4. INDEMNIFICATION; LIMITATION OF LIABILITY

  1. Customer shall indemnify, protect and hold harmless ColdBlock, its agents, subcontractors, servants, attorneys, successors and assigns, from and against all losses, liens, damages, liability, injuries, actions, causes of action, judgments, claims, demands, costs and expenses of every nature (including investigation costs and expenses, settlement costs, and attorneys’ fees and expenses)(collectively, “Claims”), arising out of the use, condition or operation of the Product, regardless of where, how and by whom operated.
  2. COLDBLOCK’S LIABILITY AND CUSTOMER’S EXCLUSIVE REMEDY UNDER OR FOR BREACH OF THESE TERMS SHALL BE LIMITED TO THE AMOUNT OF THE PURCHASE PRICE OF THE PRODUCT(S).

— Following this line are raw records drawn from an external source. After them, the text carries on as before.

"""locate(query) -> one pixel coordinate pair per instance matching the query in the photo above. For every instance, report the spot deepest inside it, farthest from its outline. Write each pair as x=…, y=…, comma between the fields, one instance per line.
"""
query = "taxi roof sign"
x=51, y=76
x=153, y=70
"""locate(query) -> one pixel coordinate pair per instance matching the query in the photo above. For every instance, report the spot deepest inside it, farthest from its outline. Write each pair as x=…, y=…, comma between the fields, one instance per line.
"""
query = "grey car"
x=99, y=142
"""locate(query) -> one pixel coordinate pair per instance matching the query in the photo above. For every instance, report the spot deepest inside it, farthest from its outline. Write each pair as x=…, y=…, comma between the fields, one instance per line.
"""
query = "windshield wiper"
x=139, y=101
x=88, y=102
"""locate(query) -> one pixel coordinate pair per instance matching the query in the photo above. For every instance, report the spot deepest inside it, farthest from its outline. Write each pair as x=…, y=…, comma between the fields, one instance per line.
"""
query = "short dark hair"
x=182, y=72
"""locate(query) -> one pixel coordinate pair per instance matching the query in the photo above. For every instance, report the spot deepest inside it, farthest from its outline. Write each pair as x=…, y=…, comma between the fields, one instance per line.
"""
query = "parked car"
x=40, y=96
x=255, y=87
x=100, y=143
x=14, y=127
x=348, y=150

IN NO EVENT SHALL COLDBLOCK BE LIABLE FOR COSTS OF PROCUREMENT OF SUBSTITUTE GOODS BY CUSTOMER.

5. TERMINATION

  1. In the event Customer (i) files or has filed against it a petition in bankruptcy or a petition seeking reorganization, arrangement, or other relief under the bankruptcy laws of any sovereign entity or subdivision thereof; (ii) fails to pay its bills when due or becomes insolvent, (iii) makes a general assignment for the benefit of creditors; or (iv) has a receiver appointed for it, ColdBlock may, at its option and without prejudice to any other of its rights or remedies provided herein or by law, terminate any Purchase Order and refuse to make future deliveries. Any failure by the Customer to make any payment hereunder shall constitute material breach by Customer, and Customer shall forfeit any payments made prior to termination.

6. MISCELLANEOUS

  1. Time is of the essence.
  2. These Terms shall be interpreted pursuant to the internal laws of the Province of Ontario, without giving effect to the principles of conflict of laws. Each of the parties hereby irrevocably and unconditionally agrees to the exclusive jurisdiction of any state or federal court located in Ontario for any actions, suits or proceedings arising out of or relating to these Terms and the transactions contemplated hereby (and the parties each agree not to commence any action, suit or proceeding relating thereto except in such courts and not to plead or claim that any such court is an inconvenient or otherwise improper or inappropriate forum).
  3. The Quote is a material part of these Terms and is incorporated herein and made a part hereof.
  4. These Terms and the Quote contain the entire agreement between the parties and all prior and contemporaneous agreements, understandings, representations, and statements, oral or written, are merged herein. No modification, amendment, discharge or change of these Terms (including without limitation Customer’s additional or different terms and conditions) shall be valid unless the same is mutually agreed to in writing.
  5. These Terms shall be binding upon and inure to the benefit and/or burden of and be enforceable by the parties hereto and their respective legal representatives, successors, and assigns. No waiver of any right hereunder shall be effective unless in writing and signed by the party against whom enforcement is sought. No delay or omission in the exercise of any right or remedy shall impair such right or remedy or be construed as a waiver. A consent to or approval of any act shall not be deemed to waive or render unnecessary consent to or approval of any other or subsequent act.
  6. To the extent that any provision or a portion of any provision of these Terms is determined to be illegal or unenforceable, the remainder of these Terms will remain in full force and effect.
  7. ColdBlock may assign or transfer any of its rights or obligations under these Terms upon notice in connection with a merger, reorganization, transfer, sale of assets or product lines, demerger or spin-off transaction or change of control or ownership of ColdBlock, or it’s permitted successive assignees or transferees.
  8. In the event of a conflict between a Quote and these Terms, the Quote shall control.